Un travail scientifique récent a identifié au Maroc plusieurs gîtes de lithium au potentiel prometteur dont le développement pourrait permettre la production de ce minerai stratégique, essentiel à la fabrication de batteries électriques.

Sous forme d’un volume thématique consacré aux principaux gisements de lithium, cette contribution a été publiée le 26 mai 2025 dans la revue Economic Geology de la Society of Economic Geology (SEG), une association professionnelle dédiée à la géologie économique.

La carte de la répartition mondiale du lithium présentée en ouverture de ce volume montre que le Maroc abrite deux types de gisements : au nord-est, des réserves volcano-sédimentaires, et au sud, des gisements magmatiques.
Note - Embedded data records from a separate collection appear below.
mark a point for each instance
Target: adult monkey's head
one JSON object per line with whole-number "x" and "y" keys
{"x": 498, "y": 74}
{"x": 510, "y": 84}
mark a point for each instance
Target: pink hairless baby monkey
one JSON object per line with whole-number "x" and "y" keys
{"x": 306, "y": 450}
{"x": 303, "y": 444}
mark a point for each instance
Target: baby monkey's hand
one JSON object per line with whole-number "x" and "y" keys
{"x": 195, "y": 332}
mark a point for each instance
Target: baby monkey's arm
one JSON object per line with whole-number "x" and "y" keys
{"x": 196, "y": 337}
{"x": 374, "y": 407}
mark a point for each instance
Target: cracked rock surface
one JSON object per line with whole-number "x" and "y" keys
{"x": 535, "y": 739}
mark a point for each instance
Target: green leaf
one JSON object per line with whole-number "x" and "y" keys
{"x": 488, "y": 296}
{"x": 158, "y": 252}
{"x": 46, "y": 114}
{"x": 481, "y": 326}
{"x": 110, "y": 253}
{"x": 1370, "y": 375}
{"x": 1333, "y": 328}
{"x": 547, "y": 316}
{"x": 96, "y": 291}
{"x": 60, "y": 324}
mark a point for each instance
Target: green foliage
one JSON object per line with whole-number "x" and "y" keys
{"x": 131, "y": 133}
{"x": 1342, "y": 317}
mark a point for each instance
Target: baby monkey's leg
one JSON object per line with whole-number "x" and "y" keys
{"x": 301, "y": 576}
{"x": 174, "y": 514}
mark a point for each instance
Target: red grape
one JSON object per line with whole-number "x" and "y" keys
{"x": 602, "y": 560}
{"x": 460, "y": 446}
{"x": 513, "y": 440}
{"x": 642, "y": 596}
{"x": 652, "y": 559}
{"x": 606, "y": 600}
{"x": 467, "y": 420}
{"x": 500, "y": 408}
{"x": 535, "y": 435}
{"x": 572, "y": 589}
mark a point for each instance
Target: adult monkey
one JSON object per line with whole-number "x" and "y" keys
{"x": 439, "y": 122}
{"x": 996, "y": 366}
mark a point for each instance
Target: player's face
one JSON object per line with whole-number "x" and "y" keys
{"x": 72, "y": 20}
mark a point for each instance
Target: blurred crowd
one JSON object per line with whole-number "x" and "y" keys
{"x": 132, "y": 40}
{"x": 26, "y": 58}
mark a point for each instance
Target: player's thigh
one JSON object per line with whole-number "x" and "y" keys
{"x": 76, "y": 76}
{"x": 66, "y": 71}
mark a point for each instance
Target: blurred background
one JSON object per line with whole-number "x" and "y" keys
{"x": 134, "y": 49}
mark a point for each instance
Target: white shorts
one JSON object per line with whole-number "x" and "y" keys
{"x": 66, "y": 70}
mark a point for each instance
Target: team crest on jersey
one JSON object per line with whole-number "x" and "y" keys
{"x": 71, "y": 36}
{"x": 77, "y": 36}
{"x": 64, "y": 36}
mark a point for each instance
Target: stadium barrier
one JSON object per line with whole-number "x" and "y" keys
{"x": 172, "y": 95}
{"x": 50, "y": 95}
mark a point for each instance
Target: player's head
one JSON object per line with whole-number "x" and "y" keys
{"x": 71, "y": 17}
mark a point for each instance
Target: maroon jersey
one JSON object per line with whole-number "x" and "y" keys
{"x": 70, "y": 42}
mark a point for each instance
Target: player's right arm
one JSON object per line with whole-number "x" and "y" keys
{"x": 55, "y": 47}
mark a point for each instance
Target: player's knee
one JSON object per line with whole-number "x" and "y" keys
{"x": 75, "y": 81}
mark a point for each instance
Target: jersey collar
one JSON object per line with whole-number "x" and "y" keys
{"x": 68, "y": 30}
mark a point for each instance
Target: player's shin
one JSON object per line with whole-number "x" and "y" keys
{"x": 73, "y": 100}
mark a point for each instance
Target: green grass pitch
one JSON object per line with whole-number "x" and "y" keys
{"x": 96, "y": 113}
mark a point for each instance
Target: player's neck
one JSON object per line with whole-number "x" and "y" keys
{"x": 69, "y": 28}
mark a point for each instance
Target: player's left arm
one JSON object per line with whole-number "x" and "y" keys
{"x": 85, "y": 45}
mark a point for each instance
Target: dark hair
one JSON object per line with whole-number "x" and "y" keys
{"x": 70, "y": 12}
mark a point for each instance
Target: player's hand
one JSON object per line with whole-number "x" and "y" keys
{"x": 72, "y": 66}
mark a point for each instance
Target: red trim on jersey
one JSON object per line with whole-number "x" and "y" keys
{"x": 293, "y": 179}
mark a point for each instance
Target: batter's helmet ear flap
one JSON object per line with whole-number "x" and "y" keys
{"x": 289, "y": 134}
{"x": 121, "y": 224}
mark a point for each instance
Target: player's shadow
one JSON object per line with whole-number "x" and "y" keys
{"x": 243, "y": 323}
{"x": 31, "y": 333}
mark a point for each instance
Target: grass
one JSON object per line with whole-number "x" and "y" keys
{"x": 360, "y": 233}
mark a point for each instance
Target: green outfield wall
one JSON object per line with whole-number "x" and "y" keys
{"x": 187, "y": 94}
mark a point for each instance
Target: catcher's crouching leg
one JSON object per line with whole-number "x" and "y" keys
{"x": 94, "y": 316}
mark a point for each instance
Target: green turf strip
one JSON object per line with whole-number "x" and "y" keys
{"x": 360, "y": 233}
Carte de répartition mondiale des gisements de lithium. (Benson et al., 2025)

Identifié comme un gisement volcano-sédimentaire, le site de Jbel Ghasoul, situé dans le Nord-Est aux environs de Missour, renferme du lithium dans ses argiles. Bien que l’intérêt pour cette source potentielle soit récent, les progrès récents en lixiviation acide, plus économique, ont relancé l’attrait industriel pour ce type de gisements.

Plus au sud, dans l’Anti-Atlas, les pegmatites de Zenaga présentent un potentiel lithinifère important. Elles comportent, en plus des minerais principaux, de la tourmaline, de l’apatite, du lithium et du phosphate carbonaté.

À cela s’ajoutent les pegmatites de Sidi Bou Othmane, aux environs de Marrakech. Celles-ci montrent une distribution zonale marquée par une évolution allant des pegmatites stériles, en passant par des pegmatites intermédiaires caractérisées par l’abondance de phosphates de fer et de manganèse, pour aboutir aux pegmatites fertiles qui contiennent des minéraux riches en lithium.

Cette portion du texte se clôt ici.